Archbishop Nicholas Duncan-Williams has expressed uneasiness about how Ghanaians “worship, celebrate and value” the dead more than the living, to the extent that some families neglect their relatives in times of need, even when faced by life-threatening situations such as sickness, but are suddenly eager to sponsor the funerals of those same relatives once they die.
At his second service on Sunday, 4 November 2018, the founder of Action Chapel International (ACI) said he found it amazing that some Christians get so excited about issues regarding the dead and funerals and make so much ceremony out of it.
“If you see what believers do today, the kinds of places we go. For instance, people go to the graveyard to unveil the tombs [of their dead relatives]”, he told the congregation at Spintex Road, adding: “When it was my mother’s one-year [death anniversary], I had all kinds of calls: ‘Are we going to the cemetery to unveil the tomb?’ I said: ‘What tomb?’ And I said: ‘You people can go, but I am not going anywhere. I have no covenant with the dead’.

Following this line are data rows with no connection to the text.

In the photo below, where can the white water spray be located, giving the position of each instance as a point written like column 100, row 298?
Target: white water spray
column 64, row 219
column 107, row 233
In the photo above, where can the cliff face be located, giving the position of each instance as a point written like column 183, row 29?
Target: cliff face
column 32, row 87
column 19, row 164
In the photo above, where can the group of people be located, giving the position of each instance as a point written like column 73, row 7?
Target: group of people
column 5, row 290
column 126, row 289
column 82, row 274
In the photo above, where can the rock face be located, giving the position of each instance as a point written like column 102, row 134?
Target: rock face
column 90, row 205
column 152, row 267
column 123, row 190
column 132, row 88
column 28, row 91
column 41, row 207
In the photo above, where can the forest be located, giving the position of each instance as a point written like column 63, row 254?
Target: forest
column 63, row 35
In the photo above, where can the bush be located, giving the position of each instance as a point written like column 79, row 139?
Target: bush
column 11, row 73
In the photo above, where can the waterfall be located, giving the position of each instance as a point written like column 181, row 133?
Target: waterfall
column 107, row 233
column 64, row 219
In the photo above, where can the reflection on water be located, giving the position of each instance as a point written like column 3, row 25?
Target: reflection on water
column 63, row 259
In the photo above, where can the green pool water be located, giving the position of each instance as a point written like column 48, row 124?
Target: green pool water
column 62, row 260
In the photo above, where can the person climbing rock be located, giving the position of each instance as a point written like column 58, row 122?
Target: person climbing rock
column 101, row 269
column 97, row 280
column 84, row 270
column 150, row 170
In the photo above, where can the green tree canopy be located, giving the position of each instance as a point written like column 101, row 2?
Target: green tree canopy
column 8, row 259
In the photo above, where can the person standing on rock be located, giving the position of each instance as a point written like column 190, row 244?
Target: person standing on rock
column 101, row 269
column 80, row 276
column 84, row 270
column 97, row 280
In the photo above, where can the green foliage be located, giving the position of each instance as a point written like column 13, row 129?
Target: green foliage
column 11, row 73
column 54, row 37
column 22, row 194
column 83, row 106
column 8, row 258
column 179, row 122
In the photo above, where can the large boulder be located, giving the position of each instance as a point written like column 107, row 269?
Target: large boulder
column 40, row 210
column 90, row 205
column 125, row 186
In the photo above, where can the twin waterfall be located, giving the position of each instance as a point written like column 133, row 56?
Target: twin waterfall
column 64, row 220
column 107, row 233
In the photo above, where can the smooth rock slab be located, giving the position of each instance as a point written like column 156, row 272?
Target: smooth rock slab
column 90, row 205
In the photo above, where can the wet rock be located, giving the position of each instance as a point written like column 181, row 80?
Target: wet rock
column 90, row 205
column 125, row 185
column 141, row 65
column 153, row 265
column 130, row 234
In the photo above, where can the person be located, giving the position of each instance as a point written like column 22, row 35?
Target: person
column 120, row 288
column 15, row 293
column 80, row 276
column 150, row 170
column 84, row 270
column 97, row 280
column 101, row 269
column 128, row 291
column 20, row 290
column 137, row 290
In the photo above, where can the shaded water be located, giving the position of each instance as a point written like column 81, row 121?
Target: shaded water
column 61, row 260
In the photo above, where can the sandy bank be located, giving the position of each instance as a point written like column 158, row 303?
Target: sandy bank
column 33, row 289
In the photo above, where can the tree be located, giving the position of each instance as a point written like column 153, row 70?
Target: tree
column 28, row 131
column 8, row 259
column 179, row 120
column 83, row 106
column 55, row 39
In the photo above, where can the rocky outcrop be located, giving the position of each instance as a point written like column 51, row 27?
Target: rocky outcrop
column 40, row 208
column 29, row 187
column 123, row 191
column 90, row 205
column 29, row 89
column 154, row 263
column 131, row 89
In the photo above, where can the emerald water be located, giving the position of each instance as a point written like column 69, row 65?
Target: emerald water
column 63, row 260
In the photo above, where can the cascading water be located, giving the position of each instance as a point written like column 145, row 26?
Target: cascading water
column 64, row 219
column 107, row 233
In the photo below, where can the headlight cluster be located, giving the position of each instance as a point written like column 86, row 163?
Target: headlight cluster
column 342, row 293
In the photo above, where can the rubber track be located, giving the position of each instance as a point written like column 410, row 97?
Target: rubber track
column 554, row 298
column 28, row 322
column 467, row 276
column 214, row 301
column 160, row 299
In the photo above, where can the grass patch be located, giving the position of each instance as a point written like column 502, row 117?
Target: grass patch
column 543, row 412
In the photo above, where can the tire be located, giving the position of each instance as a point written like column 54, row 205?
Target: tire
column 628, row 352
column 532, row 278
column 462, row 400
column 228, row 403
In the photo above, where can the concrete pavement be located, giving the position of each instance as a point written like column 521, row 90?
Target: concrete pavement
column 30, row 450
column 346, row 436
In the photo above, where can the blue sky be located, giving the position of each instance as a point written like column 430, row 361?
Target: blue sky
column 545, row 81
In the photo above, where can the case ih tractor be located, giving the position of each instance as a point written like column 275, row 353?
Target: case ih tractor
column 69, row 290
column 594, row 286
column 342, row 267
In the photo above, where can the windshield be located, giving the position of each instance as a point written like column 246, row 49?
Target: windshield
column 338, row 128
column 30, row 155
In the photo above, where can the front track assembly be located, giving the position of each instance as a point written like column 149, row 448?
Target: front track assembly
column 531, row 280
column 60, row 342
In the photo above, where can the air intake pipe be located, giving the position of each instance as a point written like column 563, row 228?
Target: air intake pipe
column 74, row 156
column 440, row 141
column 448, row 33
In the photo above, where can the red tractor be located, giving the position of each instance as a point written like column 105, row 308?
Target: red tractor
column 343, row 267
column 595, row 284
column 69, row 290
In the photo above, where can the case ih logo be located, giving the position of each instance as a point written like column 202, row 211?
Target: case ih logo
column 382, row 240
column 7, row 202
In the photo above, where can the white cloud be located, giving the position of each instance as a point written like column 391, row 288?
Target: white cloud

“The Bible says: ‘Absent in the flesh, present with the Lord’. And I know some of you will say: ‘Well, but Mary Magdalene went to the tomb to anoint His [Jesus’] body’. That was the belief of the Jews; it’s not a biblical doctrine of the New Testament”, he pointed out.
Archbishop Duncan-Williams warned Christians thus: “You got to be careful when it comes to the dead; how we worship the dead, and how we engage the dead”.
“You know”, he recalled, “Bishop Dag [Heward-Mills] said something and I thought about it and it’s very true. He said: ‘If you want people to paint your house, pretend that you are dead’. And it’s true. I’ve seen people.
“One of my distant family [members] is dead and her granddaughter is in the church here, a nice beautiful lady, and the amount of money she has spent to perform the One-Week [ceremony] and everything! … She was here to see me and she was crying, I gave her comfort and I said: ‘Don’t cry girl’. But the amount of money we spent!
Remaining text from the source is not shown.